Winter-break headache as Labor hones re-election pitch

As parliament rose for a five-week winter break, the federal government had hoped to end the week on a high with tax cuts and energy bill relief coming into effect.

Instead, it finished the sitting fortnight with the defection of Senator Fatima Payman to the crossbench amid claims she had been exiled by colleagues.

Senator Payman quit Labor on Thursday, saying the party had been too slow to recognise Palestinian statehood and she had exhausted all internal options.

Senator Fatima Payman sits on the crossbench during Question Time.
Senator Fatima Payman moved to the crossbench to sit as an independent on Thursday. (Mick Tsikas/AAP PHOTOS)

There had been anger from Labor colleagues after Senator Payman acted against party solidarity on issues surrounding the conflict in the Middle East.

She said she had resigned from the party with "a heavy heart but a clear conscience".

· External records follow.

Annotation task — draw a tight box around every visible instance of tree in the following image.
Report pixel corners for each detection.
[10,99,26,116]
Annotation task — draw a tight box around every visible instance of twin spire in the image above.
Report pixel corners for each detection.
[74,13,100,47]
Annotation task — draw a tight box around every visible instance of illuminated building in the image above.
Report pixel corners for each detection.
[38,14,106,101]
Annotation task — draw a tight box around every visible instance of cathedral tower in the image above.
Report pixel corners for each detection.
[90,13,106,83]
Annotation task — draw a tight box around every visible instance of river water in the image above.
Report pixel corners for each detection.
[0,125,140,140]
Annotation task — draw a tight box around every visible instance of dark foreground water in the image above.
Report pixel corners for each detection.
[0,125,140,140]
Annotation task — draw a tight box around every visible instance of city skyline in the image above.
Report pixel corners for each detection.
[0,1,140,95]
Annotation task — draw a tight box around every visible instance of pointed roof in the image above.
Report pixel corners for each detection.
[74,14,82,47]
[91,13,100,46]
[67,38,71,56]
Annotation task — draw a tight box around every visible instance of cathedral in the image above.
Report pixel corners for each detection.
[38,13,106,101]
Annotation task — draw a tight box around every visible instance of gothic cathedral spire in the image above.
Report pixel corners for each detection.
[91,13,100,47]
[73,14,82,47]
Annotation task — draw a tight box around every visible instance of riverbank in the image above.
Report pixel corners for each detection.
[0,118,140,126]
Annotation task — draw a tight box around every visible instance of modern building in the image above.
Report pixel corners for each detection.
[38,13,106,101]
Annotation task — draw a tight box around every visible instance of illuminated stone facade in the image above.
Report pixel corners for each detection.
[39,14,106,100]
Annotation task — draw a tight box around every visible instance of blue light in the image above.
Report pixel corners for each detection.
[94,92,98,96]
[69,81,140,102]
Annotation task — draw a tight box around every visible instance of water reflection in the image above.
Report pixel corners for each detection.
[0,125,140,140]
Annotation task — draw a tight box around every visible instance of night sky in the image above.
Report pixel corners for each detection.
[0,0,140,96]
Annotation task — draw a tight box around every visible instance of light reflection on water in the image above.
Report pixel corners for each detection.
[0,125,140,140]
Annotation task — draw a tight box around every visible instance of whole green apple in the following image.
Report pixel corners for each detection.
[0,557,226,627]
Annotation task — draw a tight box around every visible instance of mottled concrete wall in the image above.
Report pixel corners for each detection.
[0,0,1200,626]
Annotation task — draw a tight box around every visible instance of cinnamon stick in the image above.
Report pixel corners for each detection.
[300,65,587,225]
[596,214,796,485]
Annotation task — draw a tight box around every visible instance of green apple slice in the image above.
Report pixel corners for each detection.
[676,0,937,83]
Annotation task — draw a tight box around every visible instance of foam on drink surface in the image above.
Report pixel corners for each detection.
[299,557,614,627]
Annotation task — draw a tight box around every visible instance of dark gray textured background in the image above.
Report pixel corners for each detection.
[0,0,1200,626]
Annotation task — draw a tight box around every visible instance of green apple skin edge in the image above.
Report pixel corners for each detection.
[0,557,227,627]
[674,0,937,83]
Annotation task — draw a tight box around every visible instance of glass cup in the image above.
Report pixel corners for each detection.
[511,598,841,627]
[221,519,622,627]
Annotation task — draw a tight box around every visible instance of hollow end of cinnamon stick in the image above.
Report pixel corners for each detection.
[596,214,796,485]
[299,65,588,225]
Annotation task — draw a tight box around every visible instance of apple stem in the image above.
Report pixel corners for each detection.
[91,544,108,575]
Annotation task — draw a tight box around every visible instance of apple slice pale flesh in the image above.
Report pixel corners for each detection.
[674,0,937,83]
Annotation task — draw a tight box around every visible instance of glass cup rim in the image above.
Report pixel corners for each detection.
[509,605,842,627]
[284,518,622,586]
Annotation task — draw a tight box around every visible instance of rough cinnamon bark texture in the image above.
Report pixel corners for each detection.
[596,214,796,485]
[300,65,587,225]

Senator Payman will sit in the upper house as an independent, with the government needing the Greens and three crossbenchers to pass its legislation.

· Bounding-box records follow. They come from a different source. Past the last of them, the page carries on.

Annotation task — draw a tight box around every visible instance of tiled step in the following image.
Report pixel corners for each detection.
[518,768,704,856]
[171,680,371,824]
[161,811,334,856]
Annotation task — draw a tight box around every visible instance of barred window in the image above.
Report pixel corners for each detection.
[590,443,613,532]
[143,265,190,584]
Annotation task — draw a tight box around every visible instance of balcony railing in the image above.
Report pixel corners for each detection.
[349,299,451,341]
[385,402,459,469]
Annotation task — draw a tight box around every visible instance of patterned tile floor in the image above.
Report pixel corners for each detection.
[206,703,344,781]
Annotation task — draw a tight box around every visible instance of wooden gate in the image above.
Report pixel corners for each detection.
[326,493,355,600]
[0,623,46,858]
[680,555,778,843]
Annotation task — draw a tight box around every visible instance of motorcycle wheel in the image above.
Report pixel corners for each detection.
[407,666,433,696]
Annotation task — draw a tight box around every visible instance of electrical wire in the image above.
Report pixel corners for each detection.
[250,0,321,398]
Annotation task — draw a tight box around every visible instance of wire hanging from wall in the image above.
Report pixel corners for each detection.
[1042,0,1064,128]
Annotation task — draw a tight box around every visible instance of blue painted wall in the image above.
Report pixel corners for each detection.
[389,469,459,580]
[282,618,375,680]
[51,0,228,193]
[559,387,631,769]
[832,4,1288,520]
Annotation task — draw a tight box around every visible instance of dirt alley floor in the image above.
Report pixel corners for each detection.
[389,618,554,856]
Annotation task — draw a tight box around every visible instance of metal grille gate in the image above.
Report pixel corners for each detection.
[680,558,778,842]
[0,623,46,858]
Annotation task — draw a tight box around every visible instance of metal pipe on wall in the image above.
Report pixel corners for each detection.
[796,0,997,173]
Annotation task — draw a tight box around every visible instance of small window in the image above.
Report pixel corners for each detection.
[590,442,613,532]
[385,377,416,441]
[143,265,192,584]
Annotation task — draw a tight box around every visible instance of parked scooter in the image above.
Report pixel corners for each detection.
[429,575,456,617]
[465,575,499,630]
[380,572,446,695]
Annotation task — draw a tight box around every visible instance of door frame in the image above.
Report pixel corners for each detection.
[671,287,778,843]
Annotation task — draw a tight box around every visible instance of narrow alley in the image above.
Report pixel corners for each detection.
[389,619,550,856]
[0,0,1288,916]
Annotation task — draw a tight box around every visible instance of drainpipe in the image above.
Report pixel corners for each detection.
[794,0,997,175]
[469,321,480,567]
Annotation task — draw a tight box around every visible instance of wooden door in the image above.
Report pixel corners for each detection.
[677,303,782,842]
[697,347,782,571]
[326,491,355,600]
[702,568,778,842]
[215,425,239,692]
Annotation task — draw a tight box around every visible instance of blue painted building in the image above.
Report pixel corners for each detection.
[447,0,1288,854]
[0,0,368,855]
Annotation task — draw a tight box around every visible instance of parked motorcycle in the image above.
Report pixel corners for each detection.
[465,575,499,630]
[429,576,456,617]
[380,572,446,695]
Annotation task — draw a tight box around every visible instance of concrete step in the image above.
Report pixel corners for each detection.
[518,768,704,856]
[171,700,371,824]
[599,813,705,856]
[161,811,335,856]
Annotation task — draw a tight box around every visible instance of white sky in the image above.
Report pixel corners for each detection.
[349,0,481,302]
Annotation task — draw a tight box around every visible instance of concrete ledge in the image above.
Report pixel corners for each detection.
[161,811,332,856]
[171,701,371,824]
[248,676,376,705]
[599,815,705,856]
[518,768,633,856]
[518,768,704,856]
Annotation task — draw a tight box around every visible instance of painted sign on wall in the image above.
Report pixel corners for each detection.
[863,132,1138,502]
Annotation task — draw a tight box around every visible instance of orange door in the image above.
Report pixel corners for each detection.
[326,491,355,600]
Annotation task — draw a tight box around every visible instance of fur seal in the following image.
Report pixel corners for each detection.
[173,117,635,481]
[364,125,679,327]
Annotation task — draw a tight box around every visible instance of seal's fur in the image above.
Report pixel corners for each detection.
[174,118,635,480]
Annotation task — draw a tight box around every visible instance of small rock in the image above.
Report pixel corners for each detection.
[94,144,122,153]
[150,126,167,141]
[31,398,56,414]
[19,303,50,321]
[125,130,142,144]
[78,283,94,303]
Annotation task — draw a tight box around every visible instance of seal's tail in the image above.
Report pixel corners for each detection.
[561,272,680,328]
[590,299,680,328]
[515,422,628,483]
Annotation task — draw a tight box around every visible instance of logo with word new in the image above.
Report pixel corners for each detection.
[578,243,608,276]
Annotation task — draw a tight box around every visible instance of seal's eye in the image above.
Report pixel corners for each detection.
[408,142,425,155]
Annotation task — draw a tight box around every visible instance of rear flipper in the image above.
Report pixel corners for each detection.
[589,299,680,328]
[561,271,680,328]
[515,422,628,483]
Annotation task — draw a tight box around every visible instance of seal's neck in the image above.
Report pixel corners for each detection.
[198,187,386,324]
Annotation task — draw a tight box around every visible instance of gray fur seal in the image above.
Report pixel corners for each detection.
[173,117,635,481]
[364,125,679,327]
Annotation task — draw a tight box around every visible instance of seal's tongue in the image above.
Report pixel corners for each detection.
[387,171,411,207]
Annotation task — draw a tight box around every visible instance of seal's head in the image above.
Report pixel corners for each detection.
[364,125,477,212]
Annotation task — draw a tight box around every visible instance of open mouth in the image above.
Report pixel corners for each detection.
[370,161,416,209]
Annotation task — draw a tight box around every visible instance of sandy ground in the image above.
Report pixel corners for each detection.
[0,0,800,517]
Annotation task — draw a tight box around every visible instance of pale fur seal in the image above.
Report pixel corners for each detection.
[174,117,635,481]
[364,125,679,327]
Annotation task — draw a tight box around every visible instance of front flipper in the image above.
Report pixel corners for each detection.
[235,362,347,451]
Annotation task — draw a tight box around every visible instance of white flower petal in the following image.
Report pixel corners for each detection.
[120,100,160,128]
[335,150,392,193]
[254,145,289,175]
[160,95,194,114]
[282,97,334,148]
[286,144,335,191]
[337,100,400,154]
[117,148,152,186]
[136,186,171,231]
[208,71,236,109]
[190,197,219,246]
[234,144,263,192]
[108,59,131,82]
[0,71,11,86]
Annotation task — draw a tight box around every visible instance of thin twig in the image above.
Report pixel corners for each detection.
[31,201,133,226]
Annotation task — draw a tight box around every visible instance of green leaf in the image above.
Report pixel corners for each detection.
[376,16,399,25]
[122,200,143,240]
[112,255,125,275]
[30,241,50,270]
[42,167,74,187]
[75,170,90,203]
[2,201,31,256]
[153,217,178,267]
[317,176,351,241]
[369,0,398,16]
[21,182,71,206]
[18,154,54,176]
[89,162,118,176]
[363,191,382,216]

University of Sydney senior lecturer Stewart Jackson said while there was one less member on the Labor benches, it may not be as challenging for laws to be passed.

"The decision of Payman to resign makes Senate management more difficult for the ALP, but they can generally count on Payman supporting the ALP over the coalition more broadly," he told AAP.

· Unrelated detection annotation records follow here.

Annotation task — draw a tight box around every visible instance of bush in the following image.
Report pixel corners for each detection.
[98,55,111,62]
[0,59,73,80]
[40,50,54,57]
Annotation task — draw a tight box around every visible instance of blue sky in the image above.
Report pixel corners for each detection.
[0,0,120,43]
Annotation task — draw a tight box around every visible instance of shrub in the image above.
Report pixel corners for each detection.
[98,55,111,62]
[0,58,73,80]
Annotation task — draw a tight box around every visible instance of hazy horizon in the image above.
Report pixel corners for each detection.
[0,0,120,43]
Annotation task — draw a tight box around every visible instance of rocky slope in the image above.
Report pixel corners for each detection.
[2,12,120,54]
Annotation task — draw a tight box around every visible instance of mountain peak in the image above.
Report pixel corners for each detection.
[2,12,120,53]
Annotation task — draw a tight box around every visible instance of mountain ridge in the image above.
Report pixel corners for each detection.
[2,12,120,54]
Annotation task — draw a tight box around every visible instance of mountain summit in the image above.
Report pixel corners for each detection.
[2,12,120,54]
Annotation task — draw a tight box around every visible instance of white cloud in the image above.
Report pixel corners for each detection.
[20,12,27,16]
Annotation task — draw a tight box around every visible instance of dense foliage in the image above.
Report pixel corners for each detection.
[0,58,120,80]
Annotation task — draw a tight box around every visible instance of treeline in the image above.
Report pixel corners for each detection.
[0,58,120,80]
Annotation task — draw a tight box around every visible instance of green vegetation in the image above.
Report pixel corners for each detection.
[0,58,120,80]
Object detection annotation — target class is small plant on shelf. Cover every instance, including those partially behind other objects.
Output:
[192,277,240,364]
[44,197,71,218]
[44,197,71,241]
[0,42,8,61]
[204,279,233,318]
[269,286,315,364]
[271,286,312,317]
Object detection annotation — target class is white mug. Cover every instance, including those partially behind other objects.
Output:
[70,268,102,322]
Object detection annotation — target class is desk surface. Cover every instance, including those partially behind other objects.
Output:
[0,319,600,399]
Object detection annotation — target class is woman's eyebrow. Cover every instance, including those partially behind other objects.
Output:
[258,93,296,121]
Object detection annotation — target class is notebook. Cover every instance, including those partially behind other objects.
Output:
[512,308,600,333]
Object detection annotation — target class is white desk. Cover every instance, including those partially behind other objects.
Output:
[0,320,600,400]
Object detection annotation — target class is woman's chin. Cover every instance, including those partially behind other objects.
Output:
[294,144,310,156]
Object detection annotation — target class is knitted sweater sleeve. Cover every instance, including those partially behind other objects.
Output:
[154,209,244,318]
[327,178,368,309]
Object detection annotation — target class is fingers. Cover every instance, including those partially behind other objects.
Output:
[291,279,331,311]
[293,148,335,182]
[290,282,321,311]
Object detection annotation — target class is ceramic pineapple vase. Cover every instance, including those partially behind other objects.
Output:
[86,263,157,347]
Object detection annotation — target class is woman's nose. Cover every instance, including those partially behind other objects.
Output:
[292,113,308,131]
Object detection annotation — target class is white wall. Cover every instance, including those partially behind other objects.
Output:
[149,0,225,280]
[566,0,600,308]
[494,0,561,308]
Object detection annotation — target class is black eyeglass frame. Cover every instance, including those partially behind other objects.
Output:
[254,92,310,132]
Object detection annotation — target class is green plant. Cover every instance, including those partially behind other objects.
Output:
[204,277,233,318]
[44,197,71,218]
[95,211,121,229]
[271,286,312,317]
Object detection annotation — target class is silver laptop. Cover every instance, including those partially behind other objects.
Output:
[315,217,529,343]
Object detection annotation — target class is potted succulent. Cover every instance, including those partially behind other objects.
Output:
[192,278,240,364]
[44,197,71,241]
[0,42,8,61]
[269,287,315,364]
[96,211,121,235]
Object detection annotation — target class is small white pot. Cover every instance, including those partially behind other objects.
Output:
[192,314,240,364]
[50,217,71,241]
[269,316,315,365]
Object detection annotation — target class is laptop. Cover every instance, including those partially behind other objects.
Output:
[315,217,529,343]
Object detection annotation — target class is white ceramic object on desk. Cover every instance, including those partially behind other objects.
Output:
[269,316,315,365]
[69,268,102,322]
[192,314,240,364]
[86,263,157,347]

"It has ensured that the issue of the Israel-Palestine conflict remains front-page news for another week."

The government had aimed to spend the winter break spruiking its cost-of-living support measures which had kicked in from Monday and included $300 in energy bill relief and more generous tax cuts.

As Prime Minister Anthony Albanese aims to put distance between the government and the controversy surrounding Senator Payman, he will use a speech to local government leaders to announce dozens of housing projects.

Prime Minister Anthony Albanese reacts during Question Time.
Prime Minister Anthony Albanese is on the back foot as he enters the mid-winter break. (Lukas Coch/AAP PHOTOS)

Eighty projects across the country will share in $50 million in funding as part of the government's housing support program.

A further $450 million had also been made available for local councils from Friday to build infrastructure like roads and sewerage to allow for new homes to be built.

"New housing in our cities and suburbs is vital to our growth and prosperity as a nation. It's fundamental to security and opportunity for our people," Mr Albanese will say in the speech.

"This is a key priority for us. It's an area where there has been a lack of investment by the federal government for too long and we are fixing it."

The coalition is expected to use the winter break to refine attempts to sell its flagship nuclear power plan, with Opposition Leader Peter Dutton having reportedly warned MPs to prepare for an election in coming months.

Mr Dutton, who has rejected suggestions of party disunity over his threat to break up price-gouging supermarkets, will address the annual Queensland LNP conference on Saturday alongside Nationals leader David Littleproud.